A while back I came across a paper that (in a completely separate context) argues for approximating problems in lieu of approximating solutions. This idea has a nice analogue in NLP: should we (A) choose a simple model for which we can do exact inference or (B) choose a complex model that is closer to the truth for which exact inference is not tractable. (A) is approximating the problem while (B) is approximating the solution.
It seems that all signs point to (B). In almost every interesting case I know of, it helps (or at the very least doesn't hurt) to move to more complex models that are more expressive, even if this renders learning or search intractable. This story is well known in word alignment (eg, GIZA) and MT (eg, model 4 decoding), but also has simpler examples in parsing (cf, McDonald), sequence labeling (cf, Sutton), relation extraction (cf, Culotta), as well as pretty much any area in which "joint inference" has been shown to be helpful.
One sobering example here is the story in word alignment, where one cannot go and directly use, say, model 4 for computing alignments, but must first follow a strict recipe: run a few iterations of model 1, followed by a few model 2, followed by some HMM, then model 4 (skipping model 3 all together). The problem here is that learning model 4 parameters directly falls into local minima too easily, so one must initialize intelligently, by using outputs of previous iterations. My guess is that this result will continue to hold for training (though perhaps not predicting) with more an more complex models. This is unfortunate, and there may be ways of coming up with learning algorithms that automatically initialize themselves by some mechanism for simplifying their own structure (seems like a fun open question, somewhat related to recent work by Smith).
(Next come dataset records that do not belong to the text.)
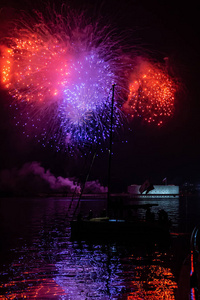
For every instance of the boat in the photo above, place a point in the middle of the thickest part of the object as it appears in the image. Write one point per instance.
(129, 228)
(148, 190)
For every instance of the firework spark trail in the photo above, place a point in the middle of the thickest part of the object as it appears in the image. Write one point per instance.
(60, 74)
(151, 93)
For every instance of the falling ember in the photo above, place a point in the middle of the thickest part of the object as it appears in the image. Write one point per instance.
(60, 73)
(151, 93)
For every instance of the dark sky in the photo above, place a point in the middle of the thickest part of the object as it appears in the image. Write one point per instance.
(173, 151)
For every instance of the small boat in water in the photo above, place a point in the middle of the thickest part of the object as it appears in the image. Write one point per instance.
(128, 229)
(106, 229)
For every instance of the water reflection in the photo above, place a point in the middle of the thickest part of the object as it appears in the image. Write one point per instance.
(47, 265)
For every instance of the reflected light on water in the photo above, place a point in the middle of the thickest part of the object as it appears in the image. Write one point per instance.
(37, 289)
(47, 265)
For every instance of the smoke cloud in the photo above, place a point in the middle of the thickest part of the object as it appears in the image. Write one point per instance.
(33, 179)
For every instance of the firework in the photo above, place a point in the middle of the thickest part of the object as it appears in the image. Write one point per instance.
(60, 74)
(151, 93)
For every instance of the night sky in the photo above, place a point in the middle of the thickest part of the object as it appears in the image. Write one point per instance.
(160, 30)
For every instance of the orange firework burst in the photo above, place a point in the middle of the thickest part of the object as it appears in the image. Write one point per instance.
(151, 93)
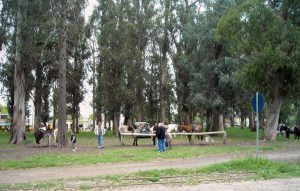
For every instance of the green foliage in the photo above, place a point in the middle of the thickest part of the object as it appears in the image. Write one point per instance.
(267, 45)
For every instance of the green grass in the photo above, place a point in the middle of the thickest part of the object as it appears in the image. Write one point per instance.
(64, 157)
(251, 168)
(116, 155)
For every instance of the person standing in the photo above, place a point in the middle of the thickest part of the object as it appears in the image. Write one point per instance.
(160, 134)
(73, 141)
(99, 131)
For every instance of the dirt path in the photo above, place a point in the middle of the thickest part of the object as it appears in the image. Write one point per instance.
(39, 174)
(291, 184)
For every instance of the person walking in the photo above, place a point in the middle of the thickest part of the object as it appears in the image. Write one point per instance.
(161, 135)
(73, 141)
(100, 131)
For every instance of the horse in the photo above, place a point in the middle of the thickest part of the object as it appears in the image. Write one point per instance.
(191, 129)
(42, 133)
(172, 127)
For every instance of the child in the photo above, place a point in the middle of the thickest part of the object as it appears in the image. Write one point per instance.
(73, 141)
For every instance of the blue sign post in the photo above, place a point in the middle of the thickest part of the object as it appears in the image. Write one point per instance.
(258, 106)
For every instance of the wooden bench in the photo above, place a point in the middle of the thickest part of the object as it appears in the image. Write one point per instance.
(206, 133)
(151, 135)
(134, 134)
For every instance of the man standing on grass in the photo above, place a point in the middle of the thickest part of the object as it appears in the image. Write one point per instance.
(160, 134)
(99, 131)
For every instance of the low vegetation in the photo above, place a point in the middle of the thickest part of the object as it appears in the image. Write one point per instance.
(31, 156)
(236, 170)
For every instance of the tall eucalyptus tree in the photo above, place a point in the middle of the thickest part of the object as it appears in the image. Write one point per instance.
(266, 38)
(18, 128)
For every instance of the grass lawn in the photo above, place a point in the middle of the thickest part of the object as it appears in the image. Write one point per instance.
(236, 170)
(28, 155)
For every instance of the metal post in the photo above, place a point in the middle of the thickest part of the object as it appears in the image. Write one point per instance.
(257, 126)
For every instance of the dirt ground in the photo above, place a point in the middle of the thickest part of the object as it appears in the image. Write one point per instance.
(53, 173)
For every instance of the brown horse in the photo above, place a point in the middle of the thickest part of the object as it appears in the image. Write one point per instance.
(191, 129)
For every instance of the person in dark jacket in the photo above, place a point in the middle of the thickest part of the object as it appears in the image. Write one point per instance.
(73, 141)
(160, 134)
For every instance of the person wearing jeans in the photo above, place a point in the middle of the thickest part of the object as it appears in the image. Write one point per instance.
(160, 134)
(99, 131)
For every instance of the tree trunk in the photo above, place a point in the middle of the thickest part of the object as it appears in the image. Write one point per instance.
(116, 123)
(18, 128)
(94, 86)
(270, 132)
(140, 104)
(231, 121)
(217, 122)
(251, 121)
(62, 131)
(208, 120)
(242, 120)
(77, 120)
(165, 48)
(38, 97)
(298, 118)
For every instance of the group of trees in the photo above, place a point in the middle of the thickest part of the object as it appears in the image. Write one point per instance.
(149, 58)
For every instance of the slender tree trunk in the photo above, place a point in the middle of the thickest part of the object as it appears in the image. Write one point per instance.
(94, 85)
(270, 132)
(242, 120)
(251, 120)
(77, 120)
(18, 128)
(116, 123)
(298, 118)
(231, 121)
(165, 48)
(62, 131)
(217, 121)
(208, 120)
(38, 97)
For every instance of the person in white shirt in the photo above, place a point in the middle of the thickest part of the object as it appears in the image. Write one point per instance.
(100, 131)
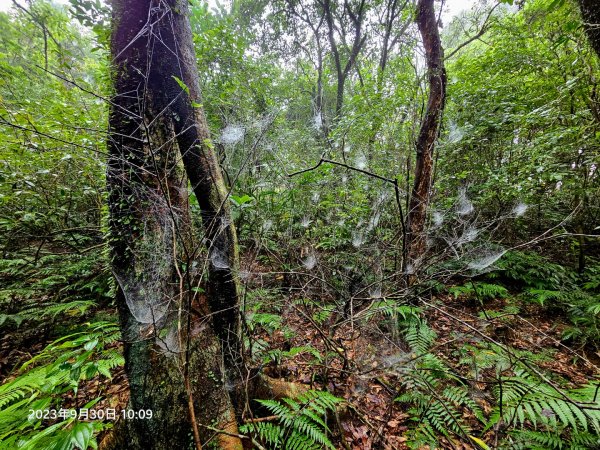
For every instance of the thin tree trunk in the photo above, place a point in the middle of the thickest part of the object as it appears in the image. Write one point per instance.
(590, 13)
(179, 365)
(423, 175)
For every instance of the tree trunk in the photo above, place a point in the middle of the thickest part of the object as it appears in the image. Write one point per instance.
(182, 366)
(590, 13)
(421, 191)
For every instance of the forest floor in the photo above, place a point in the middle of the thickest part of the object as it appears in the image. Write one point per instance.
(360, 361)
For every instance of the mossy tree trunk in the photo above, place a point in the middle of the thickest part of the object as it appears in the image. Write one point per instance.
(428, 133)
(590, 13)
(183, 366)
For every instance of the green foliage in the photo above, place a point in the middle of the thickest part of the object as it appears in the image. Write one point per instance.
(566, 417)
(44, 382)
(301, 423)
(435, 406)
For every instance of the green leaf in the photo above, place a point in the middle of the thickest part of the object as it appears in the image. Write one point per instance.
(81, 434)
(181, 84)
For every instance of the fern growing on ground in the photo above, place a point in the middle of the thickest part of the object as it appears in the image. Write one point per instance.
(43, 382)
(301, 423)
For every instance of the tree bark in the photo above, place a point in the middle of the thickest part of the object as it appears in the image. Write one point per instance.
(415, 240)
(183, 367)
(590, 13)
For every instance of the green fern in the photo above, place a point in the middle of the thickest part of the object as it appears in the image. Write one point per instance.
(43, 381)
(300, 422)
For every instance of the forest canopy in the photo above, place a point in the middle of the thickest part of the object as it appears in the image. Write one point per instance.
(299, 224)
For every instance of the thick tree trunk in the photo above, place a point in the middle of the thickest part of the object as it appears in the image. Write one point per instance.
(590, 13)
(181, 366)
(423, 175)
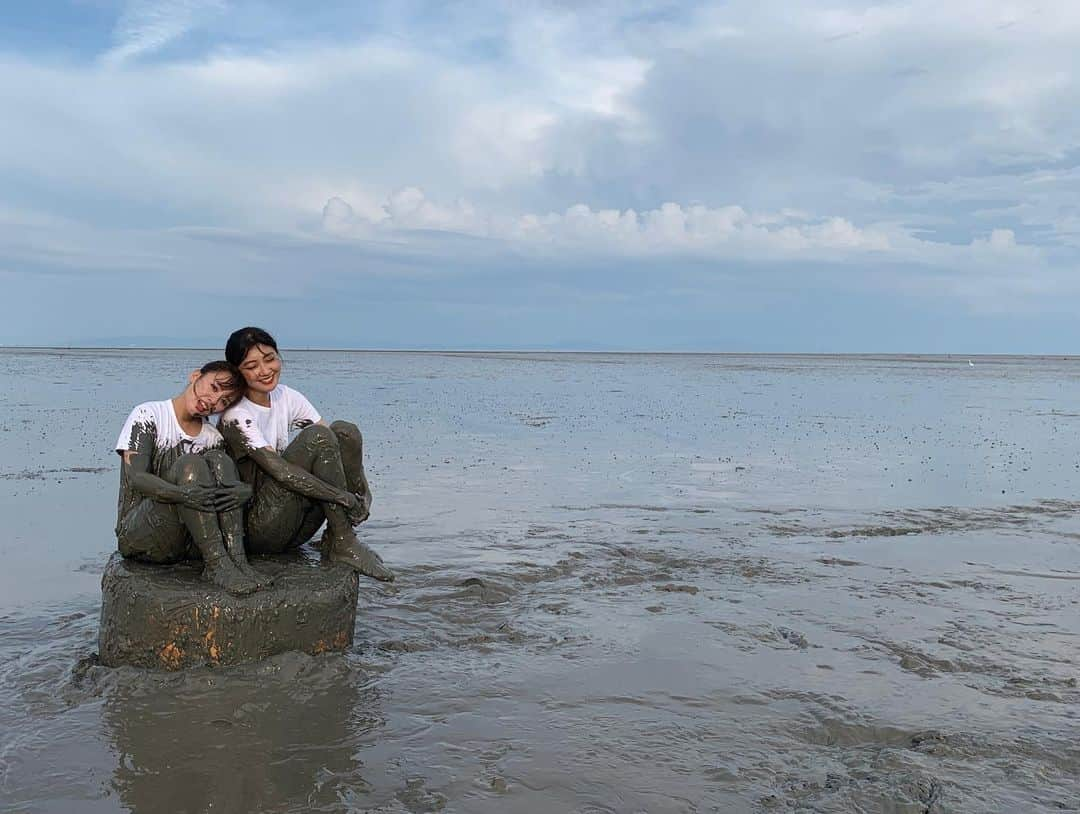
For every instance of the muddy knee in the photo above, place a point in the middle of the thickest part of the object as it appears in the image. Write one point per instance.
(348, 433)
(223, 466)
(190, 469)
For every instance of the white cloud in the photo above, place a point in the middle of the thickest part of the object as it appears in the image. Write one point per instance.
(149, 25)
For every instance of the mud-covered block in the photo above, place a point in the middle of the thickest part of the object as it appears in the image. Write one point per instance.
(169, 618)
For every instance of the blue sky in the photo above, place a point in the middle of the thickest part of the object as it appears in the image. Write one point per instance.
(810, 175)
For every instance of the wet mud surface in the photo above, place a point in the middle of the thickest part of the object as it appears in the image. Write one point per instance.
(624, 584)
Aside from a strong suggestion as to how to design models and inference procedure (i.e., ignore tractability in favor of expressiveness), there may be something interesting to say here about human language processing. If it is indeed true that, for the most part, we can computationally move to more complex models, forgoing tractable search, then it is not implausible to imagine that perhaps humans do the same thing. My knowledge in this area is sparse, but my general understanding is that various models of human language processing are disfavored because they would be too computationally difficult. But if, as in old-school AI, we believe that humans just have a really good innate search algorithm, then this observation might lead us to believe that we have, ourselves, very complex, intractable "models" in our heads.